Addressing the two-day SIDS conference that ended on Tuesday in the Antigua & Barbuda capital, Shahid said SIDS were facing several situations not of their own making, ranging from the impact of climate change to that of debt consolidation.

He said the debt situation “leads us to borrowing at high rates which in turn contributes to increasing debt in a vicious cycle” with compounding crisis heightening the debt burden.

“The need for the long-term solution to the debt crisis we face is indeed critical,” he said. “The debt obligations faced by SIDS globally are unsustainable and immoral.

“To remedy this, global financial systems should be streamlined, so that future debt servicing considers the vulnerabilities faced by countries in special situations, and the impact of onerous debt in their efforts to recover better.

“We know there are no one size fits all solution as we endeavour to get back on track of meeting the SDGs (UN Sustainable Development Goals) targets, we should be mindful of the limitations of traditional development measures.”

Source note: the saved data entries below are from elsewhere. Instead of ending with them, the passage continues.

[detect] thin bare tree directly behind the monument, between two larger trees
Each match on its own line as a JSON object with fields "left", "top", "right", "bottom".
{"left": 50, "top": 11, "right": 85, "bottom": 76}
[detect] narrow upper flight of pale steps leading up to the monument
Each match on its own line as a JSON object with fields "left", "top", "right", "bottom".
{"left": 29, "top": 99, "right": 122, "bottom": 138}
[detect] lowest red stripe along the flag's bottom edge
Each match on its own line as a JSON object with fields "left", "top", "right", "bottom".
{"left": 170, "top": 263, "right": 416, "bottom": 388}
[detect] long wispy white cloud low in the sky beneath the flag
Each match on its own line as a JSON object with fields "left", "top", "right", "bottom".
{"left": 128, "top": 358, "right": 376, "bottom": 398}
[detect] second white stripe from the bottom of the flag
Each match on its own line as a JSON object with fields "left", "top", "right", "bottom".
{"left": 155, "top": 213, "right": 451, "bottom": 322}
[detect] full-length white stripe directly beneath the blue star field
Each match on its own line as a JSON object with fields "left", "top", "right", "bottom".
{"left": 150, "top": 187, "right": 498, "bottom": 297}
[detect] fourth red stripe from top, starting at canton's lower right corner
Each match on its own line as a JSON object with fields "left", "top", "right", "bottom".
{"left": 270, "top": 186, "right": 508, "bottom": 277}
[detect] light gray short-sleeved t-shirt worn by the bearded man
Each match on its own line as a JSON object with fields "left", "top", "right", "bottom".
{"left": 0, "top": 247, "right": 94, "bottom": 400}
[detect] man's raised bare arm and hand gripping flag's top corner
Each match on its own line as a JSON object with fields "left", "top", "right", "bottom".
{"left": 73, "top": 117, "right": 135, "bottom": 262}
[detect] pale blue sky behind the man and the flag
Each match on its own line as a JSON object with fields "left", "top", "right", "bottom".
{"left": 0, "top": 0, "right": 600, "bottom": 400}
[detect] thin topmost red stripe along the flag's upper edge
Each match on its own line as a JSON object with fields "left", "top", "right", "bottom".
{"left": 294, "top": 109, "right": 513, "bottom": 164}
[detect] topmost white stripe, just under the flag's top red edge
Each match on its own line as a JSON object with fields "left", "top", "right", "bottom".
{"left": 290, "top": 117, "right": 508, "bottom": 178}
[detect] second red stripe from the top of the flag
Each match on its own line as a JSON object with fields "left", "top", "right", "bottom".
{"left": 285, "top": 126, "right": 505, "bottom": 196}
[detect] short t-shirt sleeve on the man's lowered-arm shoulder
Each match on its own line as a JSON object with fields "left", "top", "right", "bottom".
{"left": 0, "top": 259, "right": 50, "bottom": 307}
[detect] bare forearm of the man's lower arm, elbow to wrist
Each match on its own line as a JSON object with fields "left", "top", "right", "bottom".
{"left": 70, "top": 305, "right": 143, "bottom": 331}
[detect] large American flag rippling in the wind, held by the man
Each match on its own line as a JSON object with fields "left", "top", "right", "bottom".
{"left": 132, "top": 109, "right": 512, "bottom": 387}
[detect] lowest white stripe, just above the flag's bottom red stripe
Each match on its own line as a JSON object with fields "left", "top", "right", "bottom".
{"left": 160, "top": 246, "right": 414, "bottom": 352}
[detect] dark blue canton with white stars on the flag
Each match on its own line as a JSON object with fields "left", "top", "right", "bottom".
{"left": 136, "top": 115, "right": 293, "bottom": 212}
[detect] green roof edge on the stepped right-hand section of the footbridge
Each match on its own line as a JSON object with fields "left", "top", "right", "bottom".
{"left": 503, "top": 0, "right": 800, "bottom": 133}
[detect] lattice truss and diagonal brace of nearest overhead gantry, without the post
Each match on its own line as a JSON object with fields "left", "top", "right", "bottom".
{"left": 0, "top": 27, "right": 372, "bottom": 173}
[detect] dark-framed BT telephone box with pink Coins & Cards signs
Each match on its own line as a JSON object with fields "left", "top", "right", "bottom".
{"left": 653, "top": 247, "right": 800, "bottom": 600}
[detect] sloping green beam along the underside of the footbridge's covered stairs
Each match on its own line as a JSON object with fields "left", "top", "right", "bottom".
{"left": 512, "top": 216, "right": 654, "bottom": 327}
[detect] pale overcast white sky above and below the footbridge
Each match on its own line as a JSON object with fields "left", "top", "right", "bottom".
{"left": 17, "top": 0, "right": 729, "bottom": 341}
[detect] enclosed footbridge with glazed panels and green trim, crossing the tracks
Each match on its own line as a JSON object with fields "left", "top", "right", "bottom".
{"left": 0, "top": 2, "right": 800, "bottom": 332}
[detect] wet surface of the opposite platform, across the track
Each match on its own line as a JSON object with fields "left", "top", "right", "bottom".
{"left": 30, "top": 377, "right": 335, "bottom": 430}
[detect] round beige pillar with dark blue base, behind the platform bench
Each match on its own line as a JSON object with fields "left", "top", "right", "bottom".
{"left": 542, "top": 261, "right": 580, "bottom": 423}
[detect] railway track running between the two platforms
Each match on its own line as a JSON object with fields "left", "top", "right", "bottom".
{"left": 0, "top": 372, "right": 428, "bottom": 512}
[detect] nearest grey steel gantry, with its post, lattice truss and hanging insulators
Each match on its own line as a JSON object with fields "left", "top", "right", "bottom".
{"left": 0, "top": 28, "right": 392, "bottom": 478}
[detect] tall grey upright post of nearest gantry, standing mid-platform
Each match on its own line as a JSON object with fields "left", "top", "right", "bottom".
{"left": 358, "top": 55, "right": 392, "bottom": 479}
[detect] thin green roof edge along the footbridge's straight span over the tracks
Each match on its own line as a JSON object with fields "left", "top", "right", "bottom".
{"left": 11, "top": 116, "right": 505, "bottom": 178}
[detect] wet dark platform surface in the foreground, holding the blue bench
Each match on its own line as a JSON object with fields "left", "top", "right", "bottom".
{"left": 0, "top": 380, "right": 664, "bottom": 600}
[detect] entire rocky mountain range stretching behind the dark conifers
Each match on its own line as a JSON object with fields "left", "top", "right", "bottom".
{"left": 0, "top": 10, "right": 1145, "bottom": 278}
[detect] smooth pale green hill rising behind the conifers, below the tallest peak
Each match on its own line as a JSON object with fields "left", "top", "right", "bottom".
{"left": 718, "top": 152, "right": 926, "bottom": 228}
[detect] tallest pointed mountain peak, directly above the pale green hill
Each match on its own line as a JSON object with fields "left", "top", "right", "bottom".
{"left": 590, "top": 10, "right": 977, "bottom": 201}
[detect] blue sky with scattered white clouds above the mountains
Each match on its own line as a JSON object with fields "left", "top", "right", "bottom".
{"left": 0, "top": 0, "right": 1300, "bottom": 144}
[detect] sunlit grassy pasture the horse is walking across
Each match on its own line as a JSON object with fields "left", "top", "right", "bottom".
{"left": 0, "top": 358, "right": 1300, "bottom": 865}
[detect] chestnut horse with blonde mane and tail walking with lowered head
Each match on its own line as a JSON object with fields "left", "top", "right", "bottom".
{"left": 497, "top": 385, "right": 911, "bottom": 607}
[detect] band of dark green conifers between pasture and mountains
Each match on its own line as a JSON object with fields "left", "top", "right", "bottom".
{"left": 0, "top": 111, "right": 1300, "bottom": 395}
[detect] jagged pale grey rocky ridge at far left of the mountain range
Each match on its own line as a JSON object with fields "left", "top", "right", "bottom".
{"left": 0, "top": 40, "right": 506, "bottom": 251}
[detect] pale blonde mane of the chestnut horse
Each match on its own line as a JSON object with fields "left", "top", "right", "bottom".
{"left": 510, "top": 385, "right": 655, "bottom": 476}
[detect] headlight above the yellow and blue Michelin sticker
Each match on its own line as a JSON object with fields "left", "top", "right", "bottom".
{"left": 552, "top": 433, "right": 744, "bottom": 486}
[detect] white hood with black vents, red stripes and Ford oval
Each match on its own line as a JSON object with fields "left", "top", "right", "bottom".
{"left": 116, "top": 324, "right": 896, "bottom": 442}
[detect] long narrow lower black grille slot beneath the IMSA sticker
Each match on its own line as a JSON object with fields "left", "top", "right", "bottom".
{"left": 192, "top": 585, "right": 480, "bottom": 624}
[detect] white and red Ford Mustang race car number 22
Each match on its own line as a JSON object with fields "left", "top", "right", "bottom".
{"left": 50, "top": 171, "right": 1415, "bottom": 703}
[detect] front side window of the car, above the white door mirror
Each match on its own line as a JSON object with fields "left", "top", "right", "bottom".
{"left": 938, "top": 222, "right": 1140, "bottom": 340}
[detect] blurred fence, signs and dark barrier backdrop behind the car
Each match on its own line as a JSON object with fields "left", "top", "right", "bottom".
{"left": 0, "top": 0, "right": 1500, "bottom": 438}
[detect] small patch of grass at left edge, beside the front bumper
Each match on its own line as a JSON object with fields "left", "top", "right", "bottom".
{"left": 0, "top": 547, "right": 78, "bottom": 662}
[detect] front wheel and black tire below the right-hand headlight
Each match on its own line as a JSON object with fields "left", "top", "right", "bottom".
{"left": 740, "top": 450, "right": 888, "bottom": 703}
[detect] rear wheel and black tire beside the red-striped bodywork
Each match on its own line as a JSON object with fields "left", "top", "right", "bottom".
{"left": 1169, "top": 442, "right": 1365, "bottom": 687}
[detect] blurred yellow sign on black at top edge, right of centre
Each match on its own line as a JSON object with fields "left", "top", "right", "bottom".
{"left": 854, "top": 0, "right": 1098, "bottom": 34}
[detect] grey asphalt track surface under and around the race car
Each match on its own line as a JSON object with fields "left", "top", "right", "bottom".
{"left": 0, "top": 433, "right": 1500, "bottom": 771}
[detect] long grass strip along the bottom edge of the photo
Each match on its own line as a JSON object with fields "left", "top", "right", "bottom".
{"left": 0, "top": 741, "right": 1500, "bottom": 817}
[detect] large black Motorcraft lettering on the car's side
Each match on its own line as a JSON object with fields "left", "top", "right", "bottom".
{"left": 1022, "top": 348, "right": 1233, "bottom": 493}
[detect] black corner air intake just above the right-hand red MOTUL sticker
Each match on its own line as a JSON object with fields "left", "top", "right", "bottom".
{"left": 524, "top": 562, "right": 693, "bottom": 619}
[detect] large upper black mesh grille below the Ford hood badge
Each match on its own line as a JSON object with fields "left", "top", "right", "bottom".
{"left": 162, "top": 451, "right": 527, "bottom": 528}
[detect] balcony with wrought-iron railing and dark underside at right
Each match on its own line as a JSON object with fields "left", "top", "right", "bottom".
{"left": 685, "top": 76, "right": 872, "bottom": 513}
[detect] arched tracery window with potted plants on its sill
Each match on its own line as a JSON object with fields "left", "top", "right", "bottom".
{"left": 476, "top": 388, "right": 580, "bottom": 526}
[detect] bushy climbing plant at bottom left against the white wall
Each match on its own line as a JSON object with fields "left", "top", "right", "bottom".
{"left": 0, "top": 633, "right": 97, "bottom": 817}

Shahid said SIDS continue to pay the ultimate cost for problems they did not cause in the first instance, making reference to the impact of climate change on these developing countries.

“I use this opportunity to speak to highlight the need to ensure SIDS remain a priority for the international community, including partner governments in the United Nations,” he said

“We need unity and solidarity to build back and to prioritise the long term recovery of our islands.”

Shahid said at present one-third of the 65 million people in SIDS live on land five metres above sea level making them extremely vulnerable to rising sea levels.

“In my own country, the Maldives, a nation comprising of 1 192 low-lying islands, this threat is an everyday reality,” he said. “SIDS vulnerability to climate crisis extends beyond the impact on our environment.”

Earlier, Antigua & Barbuda foreign affairs minister Chet Greene said with seven more years before the conclusion of the SDGs, there are still several challenges facing SIDS.

The conference in Antigua & Barbuda provides delegates with an opportunity to examine issues hindering their sustainable development.

It is organised by the Alliance of Small Islands States (AOSIS) in partnership with the governments of Denmark and the United Kingdom.

It is being billed as an events-oriented springboard for achieving the Sustainable Development Goals in SIDS.